I'm a Computer Vision Engineer who genuinely lights up when research turns into something people can actually use.
My work lives at the intersection of ML research and production engineering. Day to day, that means designing real-time detection pipelines, fine-tuning state-of-the-art models like YOLOv26, SAM2, and MMAction2, and getting them to behave on messy, real-world camera feeds with imperfect angles and imperfect lighting.
I started out in cloud and DevOps — Terraform, Kubernetes, CI/CD, all the infrastructure-as-code plumbing — before falling hard for computer vision. That dual background is the thing I'm most grateful for. It means I can ship a model, but I can also ship the system around it.
Right now I'm leading a stealth Proof of Concept at Walmart for AI-driven theft prevention across Chile, Mexico, and Canada — owning strategy, architecture, and implementation. Before that I was building production person, cart, and action recognition pipelines at Sam's Club.
Off the clock, I'm usually hiking somewhere new, chasing a shuttle across a badminton court, designing something in a graphics editor, or recording my podcast.
The principles I try to operate by — in engineering, in teams, and everywhere in between.
A paper is a paper until it runs on a live feed at 2 AM without crashing. I build for the real world — low-quality cameras, compression artifacts, variable lighting, and all.
I don't stop at the model. Data pipelines, MLOps, deployment, monitoring, human-in-the-loop feedback — I want to be useful across every layer of the stack.

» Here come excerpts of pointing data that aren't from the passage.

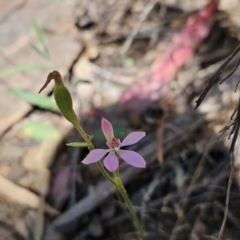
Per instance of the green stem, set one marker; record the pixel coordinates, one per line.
(117, 182)
(128, 202)
(91, 147)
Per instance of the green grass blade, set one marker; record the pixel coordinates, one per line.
(41, 38)
(35, 99)
(41, 131)
(22, 68)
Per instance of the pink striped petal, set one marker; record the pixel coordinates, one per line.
(132, 138)
(94, 156)
(107, 130)
(132, 158)
(111, 162)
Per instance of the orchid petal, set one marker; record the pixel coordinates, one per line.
(132, 158)
(107, 129)
(111, 162)
(94, 156)
(132, 138)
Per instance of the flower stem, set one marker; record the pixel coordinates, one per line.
(132, 213)
(91, 147)
(117, 182)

The best CV work I've done has been cross-functional: Detection, MTMC, MLOps, Hardware, Action Recognition. Teams that share context ship better products.

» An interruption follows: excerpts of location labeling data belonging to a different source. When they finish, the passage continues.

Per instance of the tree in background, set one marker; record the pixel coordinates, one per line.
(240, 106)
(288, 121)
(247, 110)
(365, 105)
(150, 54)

Good documentation, clean code, simple diagrams. If a teammate can't pick up where I left off, I haven't finished the job.
I ship ugly v0s early so the team can see, react, and steer. Perfection in isolation is a trap — feedback loops beat solo genius every time.
The fastest engineers I know don't just work hard — they're relentlessly curious. I try to learn something that makes me a little dangerous every week.